Still, Zhang called time-restricted eating “a viable and sustainable approach for a person who wants to lose weight.”
More work is needed, Zhang said, to uncover the impact of fasting in “diverse groups,” including patients with chronic disease like diabetes and cardiovascular disease. Investigators should also conduct studies to compare outcomes between men and women, and evaluate the effects of other fasting durations.
Can Trial Be Applied to a Wider Population?

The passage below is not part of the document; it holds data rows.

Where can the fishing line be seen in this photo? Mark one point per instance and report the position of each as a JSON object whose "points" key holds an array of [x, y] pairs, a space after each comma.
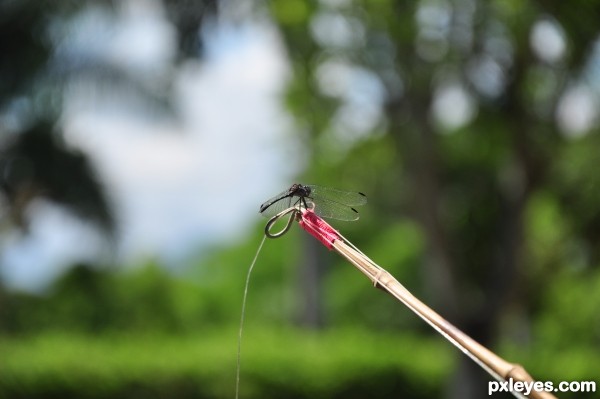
{"points": [[239, 357]]}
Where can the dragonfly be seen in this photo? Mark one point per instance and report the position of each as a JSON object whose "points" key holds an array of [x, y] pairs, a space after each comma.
{"points": [[324, 201]]}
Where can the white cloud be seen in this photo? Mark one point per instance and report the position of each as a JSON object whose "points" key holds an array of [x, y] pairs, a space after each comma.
{"points": [[196, 181]]}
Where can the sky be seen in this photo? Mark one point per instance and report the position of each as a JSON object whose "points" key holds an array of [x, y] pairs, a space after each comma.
{"points": [[181, 182], [176, 184]]}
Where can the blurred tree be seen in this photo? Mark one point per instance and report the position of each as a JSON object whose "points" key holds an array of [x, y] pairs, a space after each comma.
{"points": [[34, 69], [473, 97]]}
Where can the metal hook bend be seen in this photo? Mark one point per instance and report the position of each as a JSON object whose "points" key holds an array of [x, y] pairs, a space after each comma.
{"points": [[293, 211]]}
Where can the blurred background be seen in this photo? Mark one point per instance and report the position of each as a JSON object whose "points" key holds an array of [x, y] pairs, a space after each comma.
{"points": [[139, 137]]}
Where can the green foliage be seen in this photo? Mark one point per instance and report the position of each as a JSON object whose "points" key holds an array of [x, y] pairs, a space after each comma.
{"points": [[289, 363]]}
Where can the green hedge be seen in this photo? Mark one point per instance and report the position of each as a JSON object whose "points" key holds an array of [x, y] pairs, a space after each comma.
{"points": [[275, 364]]}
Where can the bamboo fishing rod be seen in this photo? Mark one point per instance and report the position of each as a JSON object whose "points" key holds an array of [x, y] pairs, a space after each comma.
{"points": [[503, 371]]}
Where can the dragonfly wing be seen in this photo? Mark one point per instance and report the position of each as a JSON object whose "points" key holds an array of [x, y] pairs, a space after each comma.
{"points": [[350, 198], [333, 210]]}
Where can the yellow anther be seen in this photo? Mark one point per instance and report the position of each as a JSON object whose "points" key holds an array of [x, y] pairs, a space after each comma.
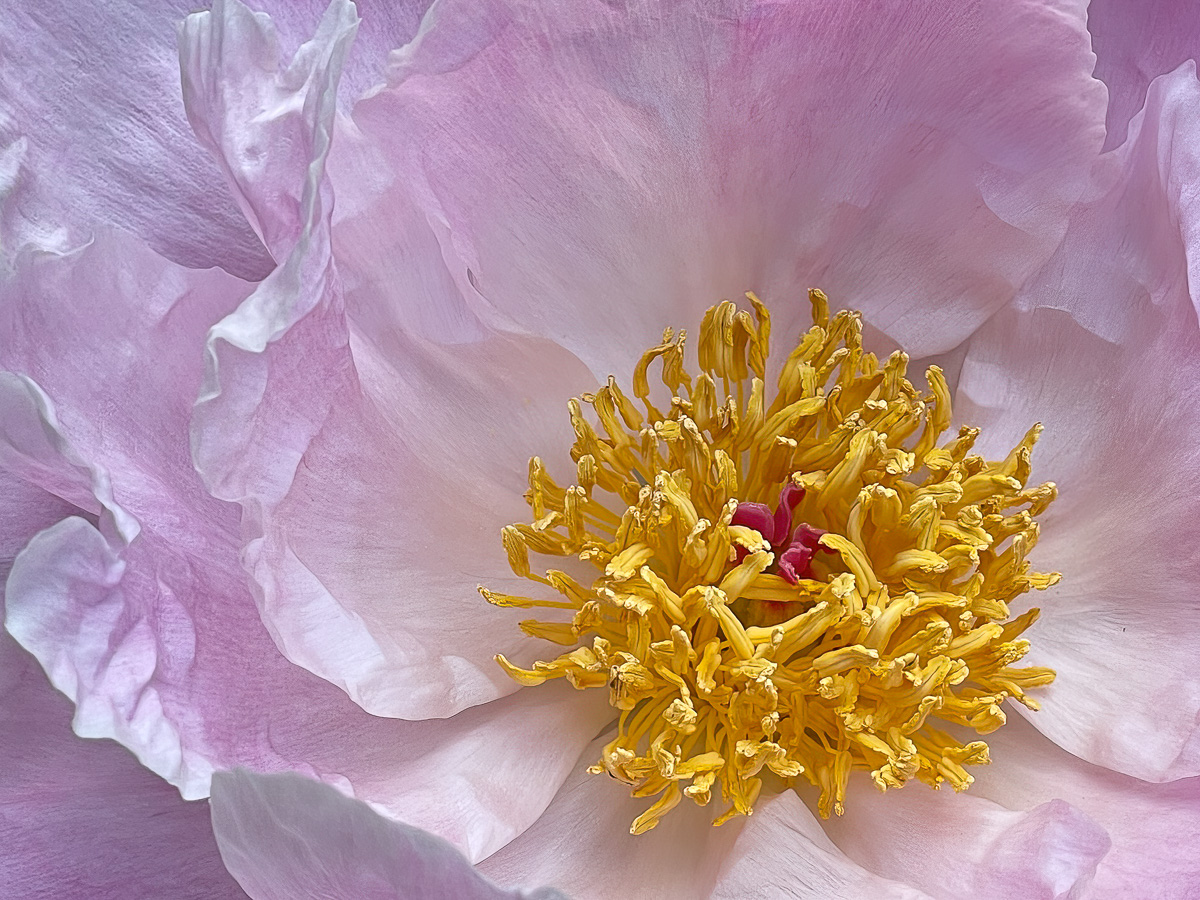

According to Blandine Laferrère, MD, PhD, and Satchidananda Panda, PhD, of Columbia University Irving Medical Center, New York, and the Salk Institute for Biological Studies, La Jolla, Calif., respectively, “the results of the trial suggest that calorie restriction combined with time restriction, when delivered with intensive coaching and monitoring, is an approach that is as safe, sustainable, and effective for weight loss as calorie restriction alone.”
Yet Laferrère and Panda also expressed skepticism about broader implementation of a similar regime.
“The applicability of this trial to wider populations is debatable,” they wrote in an accompanying editorial. “The short time period for eating at baseline may be specific to the population studied, since investigators outside China have reported longer time windows. The rigorous coaching and monitoring by trial staff also leaves open the question of whether time-restricted eating is easier to adhere to than intentional calorie restriction. Such cost-benefit analyses are important for the assessment of the scalability of a lifestyle intervention.”
Duration Is Trial’s Greatest Strength
Kristina Varady, PhD, professor of nutrition in the department of kinesiology and nutrition at the University of Illinois at Chicago, said the “key strength” of the trial was its duration, at 12 months, making it the longest time-restricted eating trial to date”; however, she was critical of the design.
“Quite frankly, I’m surprised this study got into such a high-caliber medical journal,” Varady said in a written comment. “It doesn’t even have a control group! It goes to show how popular these diets are and how much people want to know about them.”
She also noted that “the study was flawed in that it didn’t really look at the effects of true time-restricted eating.” According to Varady, combining calorie restriction with time-restricted eating “kind of defeats the purpose” of a time-restricted diet.
“The main benefit of time-restricted eating is that you don’t need to count calories in order to lose weight,” Varady said, citing two of her own studies from 2018 and 2020. “Just by limiting the eating window to 8 hours per day, people naturally cut out 300-500 calories per day. That’s why people like [time-restricted eating] so much.”
Varady was also “very surprised” at the adherence data. At 1 year, approximately 85% of the patients were still following the protocol, a notably higher rate than most dietary intervention studies, which typically report adherence rates of 50-60%, she said. The high adherence rate was particularly unexpected because of the 8:00 a.m.–4:00 p.m. eating window, Varady added, since that meant skipping “the family/social meal every evening over 1 whole year!”
The study was funded by the National Key Research and Development Project and others. The study investigators reported no conflicts of interest. Varady disclosed author fees from the Hachette Book group for her book “The Every Other Day Diet.”